The results indicate that the cleaning effect of the cleaning composition of the present invention (Chemical C) is superior to that of the cleaning composition A (Chemical A). The results obtained by cleaning the Cu wafer and the blank wafer with Chemical C show that the total defect count is less than that obtained with Chemical A. Furthermore, the test results of the Cu wafer after it is cleaned with Chemical C and the blank wafer after it is cleaned with Candela CS10 show that the surface thickness of the wafer before and after the cleaning is unchanged, that is, Chemical C of the present invention will not etch the surface of the wafer.

Examples 2 and 3

In a manner similar to that in Example 1, the cleaning compositions of the present invention were formulated and tested as follows:


Hydrazine	BDG	Deionized Water	Surface Tension
(wt %)	(wt %)	(wt %)	(mN/m)

Embodiment 2	3	20	77	30.85
Embodiment 3	8	20	72	29.5

It is found from the test results that the cleaning effects of all the compositions above are superior to those of the commercially available composition.
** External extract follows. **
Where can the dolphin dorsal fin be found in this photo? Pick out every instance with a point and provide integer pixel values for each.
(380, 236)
The cleaning compositions of the present invention have low surface tension and can increase the wettability of the surface of the wafer, thus having better cleaning effects.

Claims

1. A composition, comprising:

about 1 to about 30 wt % of a water soluble amine;

about 10 to about 59 wt % of a water soluble organic solution; and

about 30 to about 89 wt % of deionized water, based on a total weight of the composition,

wherein the composition is suitable for post-chemical mechanical polishing cleaning.
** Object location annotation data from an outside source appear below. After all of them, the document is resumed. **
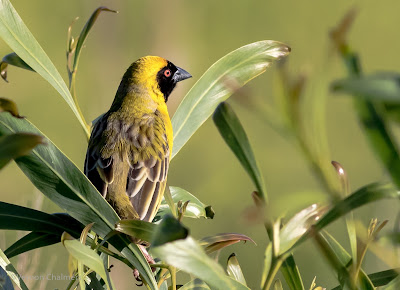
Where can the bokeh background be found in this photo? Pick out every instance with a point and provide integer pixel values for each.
(193, 35)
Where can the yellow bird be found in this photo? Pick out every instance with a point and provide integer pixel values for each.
(130, 146)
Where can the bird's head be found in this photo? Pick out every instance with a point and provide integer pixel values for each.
(155, 71)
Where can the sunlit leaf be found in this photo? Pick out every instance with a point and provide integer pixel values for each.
(234, 270)
(14, 60)
(61, 181)
(384, 277)
(32, 241)
(393, 285)
(195, 284)
(378, 87)
(364, 195)
(86, 256)
(374, 123)
(298, 225)
(195, 208)
(6, 265)
(15, 217)
(291, 273)
(170, 229)
(344, 258)
(16, 145)
(18, 37)
(5, 281)
(220, 241)
(234, 135)
(137, 228)
(7, 105)
(218, 83)
(189, 256)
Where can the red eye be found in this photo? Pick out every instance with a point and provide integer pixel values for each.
(167, 73)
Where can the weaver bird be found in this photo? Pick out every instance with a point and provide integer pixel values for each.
(130, 146)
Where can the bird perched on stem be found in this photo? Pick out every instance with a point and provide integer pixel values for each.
(130, 146)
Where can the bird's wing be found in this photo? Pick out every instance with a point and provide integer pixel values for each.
(147, 179)
(97, 169)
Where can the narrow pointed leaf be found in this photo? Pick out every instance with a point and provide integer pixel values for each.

2. The composition of claim 1, wherein the water soluble amine is at least one selected from the group consisting of hydrazine and a hydrazine hydrate.

3. The composition of claim 1, wherein the water soluble organic solvent is at least one selected from the group consisting of dimethyl sulfoxide (DMSO), a diol compound, N-methyl pyrrolidone (NMP), dimethyl acetamide (DMAC), and dimethyl formamide (DMF).

4. The composition of claim 3, wherein the diol compound is at least one selected from the group consisting of diethylene glycol monobutyl ether (BDG), ethylene glycol monoethyl ether, ethylene glycol dimethyl ether, ethylene glycol n-butyl ether, and ethylene glycol monobutyl ether acetate.

5. The composition of claim 1, wherein the water soluble amine is present in an amount of about 1 to about 25 wt %.

6. The composition of claim 5, wherein the water soluble amine is present in an amount of about 1 to about 10 wt %.

7. The composition of claim 1, wherein the water soluble organic solvent is present in an amount of about 10 to about 50 wt %.

8. The composition of claim 7, wherein the water soluble organic solvent is present in an amount of about 10 to about 25 wt %.

9. The composition of claim 1, wherein the deionized water is present in an amount of about 50 to about 85 wt %.

10. The composition of claim 9, wherein the deionized water is present in an amount of about 65 to about 85 wt %.

11. A method of post CMP cleaning, comprising:

contacting a wafer which undergoes CMP with the composition of claim 1 for an effective duration to remove residual contaminants on the wafer.

12. The composition of claim 1, wherein the water soluble amine comprises hydrazine hydrate.

13. The composition of claim 1, wherein the water soluble amine comprises hydrazine hydrate.

14. The composition of claim 1, wherein the water soluble amine comprises hydrazine and a hydrazine hydrate.

15. The composition of claim 1, wherein the water soluble organic solvent comprises dimethyl sulfoxide (DMSO).

16. The composition of claim 1, wherein the water soluble organic solvent comprises a diol compound.

17. The composition of claim 1, wherein the water soluble organic solvent comprises N-methyl pyrrolidone (NMP).

18. The composition of claim 1, wherein the water soluble organic solvent comprises dimethyl acetamide (DMAC).

19. The composition of claim 1, wherein the water soluble organic solvent comprises dimethyl formamide (DMF).

20. The composition of claim 3, wherein the diol compound comprises diethylene glycol monobutyl ether (BDG).